New Zealand's Sarah Mason steps up
Sarah Mason: The beginnings of a legend
‘Good things come in small packages’ and although Sarah Mason is a little over the ‘small’ comments her achievements for one so diminutive are reasonably astounding. I first met Sarah in Hawaii 2009, it was her first trip to the birthplace of surfing and although she had a significant amount of experience under her belt the transition to the power and size of Hawaii was a major step up.
Under the guidance of her sister Airini she surfed the legendary big waves of Sunset Beach and took on the other renowned breaks on surfing golden mile. One afternoon , when it was really big, I watched her get pounded at Pukekeha. The six to eight foot waves rolled relentlessly into the shallow beach, you could feel the force through the very stand you stood on.
After struggling for 20 minutes to get out she ended up back on the beach, a slightly quivering lip and nearly in tears, she sat on the beach obviously shaken. But to her credit after half an hour she gathered up her board and headed back out, it had not got any smaller in fact it had possible got bigger! But that is what sets Sarah apart from most 14 year old teenagers, a level of determination and courage often not found in surfers even twice her age.
This years ASP international female surf event in Taranaki was always going to be the stage from which the surfing world would see what Sarah Mason could do, she secured the wildcard to the world event (which in itself was significant) and the stage was set for something special.
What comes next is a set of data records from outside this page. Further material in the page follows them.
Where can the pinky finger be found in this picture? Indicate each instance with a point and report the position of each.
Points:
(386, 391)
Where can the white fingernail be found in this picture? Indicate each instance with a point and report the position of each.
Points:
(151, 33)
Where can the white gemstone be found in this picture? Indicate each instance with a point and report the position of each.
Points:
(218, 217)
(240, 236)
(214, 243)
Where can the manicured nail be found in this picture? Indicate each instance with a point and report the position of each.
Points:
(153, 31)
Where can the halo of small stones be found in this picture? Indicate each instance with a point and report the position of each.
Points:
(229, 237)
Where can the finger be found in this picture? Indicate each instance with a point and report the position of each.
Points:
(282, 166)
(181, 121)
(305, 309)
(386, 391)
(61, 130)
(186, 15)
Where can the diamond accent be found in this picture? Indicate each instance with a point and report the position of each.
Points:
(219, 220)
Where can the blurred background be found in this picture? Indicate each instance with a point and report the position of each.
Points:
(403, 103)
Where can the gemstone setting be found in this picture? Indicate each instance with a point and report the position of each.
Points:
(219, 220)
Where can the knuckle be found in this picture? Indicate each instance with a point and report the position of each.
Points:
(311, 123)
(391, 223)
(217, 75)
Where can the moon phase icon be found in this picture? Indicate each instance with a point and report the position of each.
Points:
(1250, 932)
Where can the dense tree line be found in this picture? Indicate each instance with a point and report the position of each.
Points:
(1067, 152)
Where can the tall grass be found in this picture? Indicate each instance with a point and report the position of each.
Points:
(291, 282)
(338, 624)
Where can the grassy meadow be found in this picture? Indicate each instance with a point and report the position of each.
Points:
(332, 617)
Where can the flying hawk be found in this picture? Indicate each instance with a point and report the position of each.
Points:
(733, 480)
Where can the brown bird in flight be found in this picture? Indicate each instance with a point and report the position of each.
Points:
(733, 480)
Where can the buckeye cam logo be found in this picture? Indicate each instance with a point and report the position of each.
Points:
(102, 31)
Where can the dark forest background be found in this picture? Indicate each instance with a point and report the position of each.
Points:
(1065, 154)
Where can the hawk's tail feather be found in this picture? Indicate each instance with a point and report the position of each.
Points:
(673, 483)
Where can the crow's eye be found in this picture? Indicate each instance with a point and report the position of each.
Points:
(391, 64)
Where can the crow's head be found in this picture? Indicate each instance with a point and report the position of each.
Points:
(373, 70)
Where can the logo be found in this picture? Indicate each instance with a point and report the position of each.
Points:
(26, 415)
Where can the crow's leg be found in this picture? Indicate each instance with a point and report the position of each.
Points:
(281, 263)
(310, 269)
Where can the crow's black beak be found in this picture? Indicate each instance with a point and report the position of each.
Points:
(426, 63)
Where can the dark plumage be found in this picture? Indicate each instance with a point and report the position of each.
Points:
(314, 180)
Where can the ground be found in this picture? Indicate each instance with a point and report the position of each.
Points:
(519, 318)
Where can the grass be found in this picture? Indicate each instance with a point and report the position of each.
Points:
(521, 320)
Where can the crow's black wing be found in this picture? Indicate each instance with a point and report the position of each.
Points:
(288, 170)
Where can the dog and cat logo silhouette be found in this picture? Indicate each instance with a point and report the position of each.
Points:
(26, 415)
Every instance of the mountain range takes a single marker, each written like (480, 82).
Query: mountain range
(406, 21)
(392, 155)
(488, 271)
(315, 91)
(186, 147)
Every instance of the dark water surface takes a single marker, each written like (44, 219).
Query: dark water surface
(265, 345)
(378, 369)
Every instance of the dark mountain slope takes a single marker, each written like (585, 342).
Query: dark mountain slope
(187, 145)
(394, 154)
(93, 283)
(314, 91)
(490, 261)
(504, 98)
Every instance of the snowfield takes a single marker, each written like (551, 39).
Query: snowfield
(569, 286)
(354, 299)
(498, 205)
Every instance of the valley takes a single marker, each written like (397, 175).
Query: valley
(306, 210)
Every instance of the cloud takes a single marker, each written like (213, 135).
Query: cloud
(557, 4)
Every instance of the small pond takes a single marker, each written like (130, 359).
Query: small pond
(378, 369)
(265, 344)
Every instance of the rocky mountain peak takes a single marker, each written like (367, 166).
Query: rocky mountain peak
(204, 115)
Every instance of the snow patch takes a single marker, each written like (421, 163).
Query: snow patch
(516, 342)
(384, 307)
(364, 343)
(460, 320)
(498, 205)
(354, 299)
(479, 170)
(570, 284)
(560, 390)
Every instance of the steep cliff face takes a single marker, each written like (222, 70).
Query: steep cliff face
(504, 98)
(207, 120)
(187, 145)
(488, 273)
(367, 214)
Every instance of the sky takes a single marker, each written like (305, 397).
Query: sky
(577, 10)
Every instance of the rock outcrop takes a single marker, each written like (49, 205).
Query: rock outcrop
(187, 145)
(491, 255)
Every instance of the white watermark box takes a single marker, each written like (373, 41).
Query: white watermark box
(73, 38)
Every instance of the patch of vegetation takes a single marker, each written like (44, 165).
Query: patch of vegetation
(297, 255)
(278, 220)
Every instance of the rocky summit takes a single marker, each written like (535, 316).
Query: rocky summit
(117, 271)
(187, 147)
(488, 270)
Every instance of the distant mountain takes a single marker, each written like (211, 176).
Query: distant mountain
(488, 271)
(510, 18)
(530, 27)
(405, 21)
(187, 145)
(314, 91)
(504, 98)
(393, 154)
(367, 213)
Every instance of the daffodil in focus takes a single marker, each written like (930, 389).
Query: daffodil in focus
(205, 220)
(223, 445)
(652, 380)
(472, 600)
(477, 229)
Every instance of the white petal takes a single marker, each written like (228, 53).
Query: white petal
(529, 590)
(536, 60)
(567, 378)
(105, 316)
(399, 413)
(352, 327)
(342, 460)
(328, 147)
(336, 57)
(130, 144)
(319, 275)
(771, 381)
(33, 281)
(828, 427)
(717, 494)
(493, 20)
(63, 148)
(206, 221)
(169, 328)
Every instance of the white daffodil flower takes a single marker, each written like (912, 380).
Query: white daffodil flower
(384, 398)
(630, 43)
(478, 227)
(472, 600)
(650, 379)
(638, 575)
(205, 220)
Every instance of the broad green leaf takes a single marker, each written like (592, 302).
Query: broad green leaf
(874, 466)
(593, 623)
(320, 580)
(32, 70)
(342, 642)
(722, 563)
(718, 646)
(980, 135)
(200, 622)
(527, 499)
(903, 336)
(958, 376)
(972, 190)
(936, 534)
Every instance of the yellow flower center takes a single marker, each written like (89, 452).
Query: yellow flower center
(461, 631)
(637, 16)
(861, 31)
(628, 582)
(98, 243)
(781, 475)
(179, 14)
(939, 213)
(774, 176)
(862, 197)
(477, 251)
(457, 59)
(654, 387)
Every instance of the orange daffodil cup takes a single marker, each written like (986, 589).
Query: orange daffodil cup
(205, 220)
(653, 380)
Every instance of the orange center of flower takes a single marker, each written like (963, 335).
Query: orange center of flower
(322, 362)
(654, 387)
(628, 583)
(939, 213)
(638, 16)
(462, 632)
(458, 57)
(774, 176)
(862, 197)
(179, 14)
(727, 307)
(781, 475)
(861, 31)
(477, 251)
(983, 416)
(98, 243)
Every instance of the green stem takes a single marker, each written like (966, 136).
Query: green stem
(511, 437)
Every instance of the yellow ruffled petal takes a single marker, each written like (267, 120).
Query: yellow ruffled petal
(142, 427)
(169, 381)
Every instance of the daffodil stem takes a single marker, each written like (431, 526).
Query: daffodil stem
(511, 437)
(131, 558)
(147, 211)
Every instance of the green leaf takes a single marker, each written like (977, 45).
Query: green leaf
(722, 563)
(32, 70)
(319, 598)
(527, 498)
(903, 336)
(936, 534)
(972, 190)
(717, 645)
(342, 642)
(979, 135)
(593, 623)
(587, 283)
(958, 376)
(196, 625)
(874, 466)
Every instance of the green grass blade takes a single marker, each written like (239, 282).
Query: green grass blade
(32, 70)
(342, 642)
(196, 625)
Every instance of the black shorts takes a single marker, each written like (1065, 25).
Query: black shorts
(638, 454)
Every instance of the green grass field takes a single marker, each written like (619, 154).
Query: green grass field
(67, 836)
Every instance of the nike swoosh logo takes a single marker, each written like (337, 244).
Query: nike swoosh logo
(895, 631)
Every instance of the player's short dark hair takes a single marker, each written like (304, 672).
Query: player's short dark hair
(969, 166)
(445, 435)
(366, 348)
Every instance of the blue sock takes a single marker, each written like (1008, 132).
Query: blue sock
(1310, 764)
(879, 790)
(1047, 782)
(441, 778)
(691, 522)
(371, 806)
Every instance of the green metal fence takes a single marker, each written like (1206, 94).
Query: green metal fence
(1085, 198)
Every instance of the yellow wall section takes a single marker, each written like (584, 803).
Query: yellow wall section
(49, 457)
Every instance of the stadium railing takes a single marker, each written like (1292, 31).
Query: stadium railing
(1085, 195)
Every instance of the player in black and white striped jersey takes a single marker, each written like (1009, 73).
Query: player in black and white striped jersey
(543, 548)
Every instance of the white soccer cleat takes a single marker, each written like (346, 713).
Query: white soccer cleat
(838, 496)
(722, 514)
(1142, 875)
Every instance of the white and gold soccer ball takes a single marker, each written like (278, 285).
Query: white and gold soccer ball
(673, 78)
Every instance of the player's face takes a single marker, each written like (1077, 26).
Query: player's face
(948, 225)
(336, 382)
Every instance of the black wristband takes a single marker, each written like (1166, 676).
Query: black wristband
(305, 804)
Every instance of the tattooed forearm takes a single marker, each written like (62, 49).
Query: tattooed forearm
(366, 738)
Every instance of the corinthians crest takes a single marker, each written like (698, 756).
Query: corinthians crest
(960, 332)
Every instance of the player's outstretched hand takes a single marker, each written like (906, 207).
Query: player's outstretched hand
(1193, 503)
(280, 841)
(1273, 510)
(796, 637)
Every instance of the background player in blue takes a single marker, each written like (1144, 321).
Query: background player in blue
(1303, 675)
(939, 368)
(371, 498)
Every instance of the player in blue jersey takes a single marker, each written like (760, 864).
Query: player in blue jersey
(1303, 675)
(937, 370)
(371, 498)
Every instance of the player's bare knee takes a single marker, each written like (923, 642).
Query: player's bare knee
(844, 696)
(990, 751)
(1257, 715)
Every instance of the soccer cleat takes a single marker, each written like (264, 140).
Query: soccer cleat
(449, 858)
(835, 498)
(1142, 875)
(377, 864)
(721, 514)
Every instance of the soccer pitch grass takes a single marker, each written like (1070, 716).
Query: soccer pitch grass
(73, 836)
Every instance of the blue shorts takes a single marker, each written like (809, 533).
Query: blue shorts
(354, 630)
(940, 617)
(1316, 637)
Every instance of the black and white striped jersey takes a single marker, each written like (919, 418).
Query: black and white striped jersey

Sarah Mason : photo Curl Magazine
Sarah approached each round in her quite unassuming way and although she seemed calm and centered she maintained she was ‘really nervous but I don’t have anything really to loose’ with the full support of her family and the local crowd (shared between her and local international surfer Paige Hareb) she went about doing what she does so well- surfing.
The Masons are no strangers to Taranaki, according to Rere, Sarah mother after visiting Taranaki ‘the draw of the blue sky, mountain and of course the surf‘ the family pulled up roots on the East coast moved in the mid1990s. They returned to Gisborne five years later, and then moved to Australia where they now live in Cabarita in New South Wales.
Adopted as a local after a small hick up in the first round, Sarah went on to do the unimaginable and knock out the world champion Steph Gilmore. The 15-year-old was well behind after Gilmore had posted an early ride of 8.33 and then backed that up with a 5.33 to give her an imposing lead.
Sarah, who does not seem to get easily managed to notch up a solid 6.93 with five minutes left.
Sarah Mason : photo Curl Magazine
As seconds ticked down and time almost up she produced a 7.10 to cause the biggest upset of the year (possibly the last few years). The crowd naturally went wild, it would be on par with your local teenager beating Tiger Woods at golf on your home course. She then went on to tip out Taranaki's national icon Paige Hareb in the quarterfinals.
Now in the semifinals against the Hawaiian super star Craissa Moore Sarah dream run came to an end, right up to the final hooter everyone held their breath for the fairy tale to continue but it was not to be. It is impossible to be disappointed at not getting to the final, sarah had taken control of women’s surfing for a week and everyone was exceptionally proud, mum, dad, family, Taranaki and the rest of New Zealand.
All in all an immense effort for one who celebrated her 15th birthday with a win in the New Zealand Open, then a day later, she won the Australasian Pro Junior title to earn the dream tour wildcard, then made it through to the semi finals against the worlds elite, making this simply one of the most remarkable weeks in New Zealand’s surfing history.